[Web-SIG] HTML parsers and DOM; WWW::Mechanize work-alike [was: Re: Python version...]

Mon Dec 1 15:18:33 EST 2003

On Sun, 30 Nov 2003 21:13:54 +0000 (GMT)
John J Lee <jjl at pobox.com> wrote:

> On Sun, 30 Nov 2003, Stuart Langridge wrote:
> > John J Lee spoo'd forth:
> [...]
> > > Is this aimed at the standard library?  xml.dom.ext.reader.HtmlLib?
> [...]
> > Um. What I was looking for was something that could parse HTML
> > (including invalid HTML) and give me a DOM tree. I tried Twisted's
> 
> Fine, but what we're talking about here is what should go into Python's
> standard library.
> 
> [...]
> > I think
> > that a DOM parser for HTML is pretty important, even if that parser
> > *actually* just does "convert broken HTML to valid XHTML and then feed
> > it to minidom" or something similar.
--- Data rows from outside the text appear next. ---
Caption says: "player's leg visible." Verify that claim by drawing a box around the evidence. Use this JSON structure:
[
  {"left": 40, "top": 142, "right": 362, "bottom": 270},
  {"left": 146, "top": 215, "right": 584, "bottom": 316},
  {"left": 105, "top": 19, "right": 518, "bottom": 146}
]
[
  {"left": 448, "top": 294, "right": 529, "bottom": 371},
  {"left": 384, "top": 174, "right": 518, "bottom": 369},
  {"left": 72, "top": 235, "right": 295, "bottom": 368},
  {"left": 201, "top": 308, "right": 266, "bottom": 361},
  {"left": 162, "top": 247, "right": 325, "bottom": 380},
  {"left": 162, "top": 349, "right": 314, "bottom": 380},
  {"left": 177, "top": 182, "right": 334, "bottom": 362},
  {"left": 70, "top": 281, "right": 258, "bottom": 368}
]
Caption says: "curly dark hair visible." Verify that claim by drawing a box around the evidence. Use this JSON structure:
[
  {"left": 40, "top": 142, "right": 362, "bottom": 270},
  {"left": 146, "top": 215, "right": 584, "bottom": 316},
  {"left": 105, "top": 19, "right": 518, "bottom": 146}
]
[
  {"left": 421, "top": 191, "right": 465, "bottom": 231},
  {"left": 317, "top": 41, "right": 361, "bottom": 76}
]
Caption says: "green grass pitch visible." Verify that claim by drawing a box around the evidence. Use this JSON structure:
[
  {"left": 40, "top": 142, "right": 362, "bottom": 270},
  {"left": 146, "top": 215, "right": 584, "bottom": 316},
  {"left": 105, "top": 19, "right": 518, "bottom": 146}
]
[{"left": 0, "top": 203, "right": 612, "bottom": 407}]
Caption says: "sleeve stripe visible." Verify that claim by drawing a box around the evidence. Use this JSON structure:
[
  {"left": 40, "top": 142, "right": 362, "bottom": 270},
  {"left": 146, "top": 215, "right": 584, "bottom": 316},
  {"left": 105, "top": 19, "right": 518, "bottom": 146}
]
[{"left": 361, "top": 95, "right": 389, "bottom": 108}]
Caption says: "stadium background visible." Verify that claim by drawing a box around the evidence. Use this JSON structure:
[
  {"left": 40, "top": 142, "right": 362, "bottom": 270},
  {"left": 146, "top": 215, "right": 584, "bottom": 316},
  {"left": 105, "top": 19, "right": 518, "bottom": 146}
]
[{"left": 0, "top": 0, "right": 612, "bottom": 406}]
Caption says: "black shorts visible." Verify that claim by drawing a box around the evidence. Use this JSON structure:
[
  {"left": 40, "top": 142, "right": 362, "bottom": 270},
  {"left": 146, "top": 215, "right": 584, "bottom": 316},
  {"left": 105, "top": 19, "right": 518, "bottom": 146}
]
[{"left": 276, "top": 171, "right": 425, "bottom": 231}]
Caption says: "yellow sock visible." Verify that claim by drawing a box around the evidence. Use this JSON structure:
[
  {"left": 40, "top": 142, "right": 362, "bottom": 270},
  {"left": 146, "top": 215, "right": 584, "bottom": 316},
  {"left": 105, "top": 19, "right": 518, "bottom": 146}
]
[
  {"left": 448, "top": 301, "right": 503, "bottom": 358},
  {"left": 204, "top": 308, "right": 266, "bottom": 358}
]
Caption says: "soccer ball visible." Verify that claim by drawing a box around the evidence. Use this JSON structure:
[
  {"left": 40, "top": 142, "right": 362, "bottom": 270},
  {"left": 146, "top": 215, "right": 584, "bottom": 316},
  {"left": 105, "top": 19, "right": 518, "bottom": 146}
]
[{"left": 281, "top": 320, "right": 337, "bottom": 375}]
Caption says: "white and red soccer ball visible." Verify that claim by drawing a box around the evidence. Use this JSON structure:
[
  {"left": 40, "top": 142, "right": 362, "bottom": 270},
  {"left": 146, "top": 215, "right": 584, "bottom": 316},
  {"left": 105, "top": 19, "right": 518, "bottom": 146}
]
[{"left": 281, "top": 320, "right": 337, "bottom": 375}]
Are there any others?
> 
> There are lots of XML DOM implementations for Python (only one HTML DOM
> implementation, though: 4DOM -- and that's out of date), including the one
> that's already in the standard library.  Parsing arbitrary HTML is hard,
> though (xml.dom.ext.reader.HtmlLib doesn't even manage to generate an HTML
> DOM from arbitrary *correct* HTML, and correct HTML is not often seen in
> the wild ;-).  tidylib is the only sane way I know of.  See below.

Hmmm, it sounds to me like implementing/updating the HTML parsing built into python is something worth considering if it blocks several other possible initiatives.

HTML may be on the way out, but I think we're stuck with it for the forseeable future.

-Casey (running away ;^)